La politique du chacun pour soi ne peut que détériorer le service public, diminuer le nombre de travailleurs sociaux et d’éducateurs, et affaiblir bien d’autres relais de l’autorité républicaine, dans les zones où la dérive guette. On sait bien quels sont ceux qui avancent à chaque fois que l’Etat recule : les radicaux. En prime, le président leur offre une victoire sémantique : réduire le débat d’idées à l’origine de ceux qui les portent. Ce n’est plus la République du mérite mais celle des origines. Tout ce qu’il faudrait combattre, Macron le flatte.
Qui promeut-il pour parler de la ville à la place d’un élu de terrain comme Borloo ? Yassine Belattar. Encore un « mâle » mais « beurgeois », sans aucune qualification pour parler sur ces sujets, si ce n’est ses origines et son ambition de remplacer Dieudonné dans le coeur du public de Beur FM. Quand il ne sert pas la soupe au dîner du CCIF pour qu’une bonne musulmane puisse gagner un dîner en tête à tête avec Tariq Ramadan, le chouchou du président insulte et menace toute personne qui prétend défendre la République et la laïcité.
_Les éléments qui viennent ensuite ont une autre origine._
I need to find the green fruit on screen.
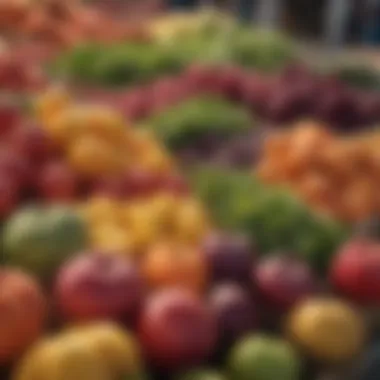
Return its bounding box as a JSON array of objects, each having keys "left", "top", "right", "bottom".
[
  {"left": 228, "top": 335, "right": 300, "bottom": 380},
  {"left": 3, "top": 206, "right": 87, "bottom": 280},
  {"left": 178, "top": 369, "right": 226, "bottom": 380},
  {"left": 190, "top": 167, "right": 349, "bottom": 272},
  {"left": 144, "top": 96, "right": 254, "bottom": 149}
]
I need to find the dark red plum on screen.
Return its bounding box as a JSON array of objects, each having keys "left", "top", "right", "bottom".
[
  {"left": 209, "top": 283, "right": 259, "bottom": 347},
  {"left": 138, "top": 288, "right": 217, "bottom": 370},
  {"left": 202, "top": 232, "right": 255, "bottom": 284},
  {"left": 252, "top": 253, "right": 318, "bottom": 312}
]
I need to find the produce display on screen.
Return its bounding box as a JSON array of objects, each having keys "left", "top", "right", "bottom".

Son agressivité redouble quand il s’agit d’un Français arabe plus médiatisé que lui. Un drame personnel qu’il vit comme la preuve que la République n’est jamais assez bonne avec lui. Bel exemple de carriérisme promu par notre président. Dans la République libérale d’Emmanuel Macron, il vaut mieux consulter un arriviste qui fait des claquettes qu’un républicain qui coûte cher.
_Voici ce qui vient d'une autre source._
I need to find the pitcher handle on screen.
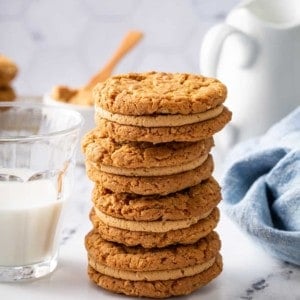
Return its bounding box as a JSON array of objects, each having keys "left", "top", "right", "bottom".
[{"left": 200, "top": 23, "right": 257, "bottom": 77}]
C’est exactement la dérive de la gauche américaine. Celle qui a conduit au naufrage intellectuel dans lequel elle se débat toujours. Alors qu’elle renonçait à une politique défendant le welfare state, elle s’est lancée dans un concours de vocabulaire politiquement correct pour conserver l’électorat minoritaire. Contrairement à ce que nous explique la droite antiféministe, le problème n’est pas que la gauche quitte le registre de la seule lutte des classes pour s’intéresser aux questions de société et aux discriminations. Le problème est de s’y intéresser de façon clientéliste et non universaliste. Il est logique que la gauche se passionne pour l’égalité et ses nouveaux combats. Mais, si son but est de multiplier les formules creuses ou d’encourager la communautarisation victimaire pour masquer son renoncement à l’égalité des chances, alors il ne faut pas s’étonner de voir émerger des candidats de la revanche comme Donald Trump. Emmanuel Macron s’est imposé parce qu’il était un moindre mal entre un candidat de droite totalement discrédité et une candidate d’extrême droite. Il nous est même apparu neuf et rafraîchissant. Et s’il n’était qu’une Hillary Clinton en caleçon ?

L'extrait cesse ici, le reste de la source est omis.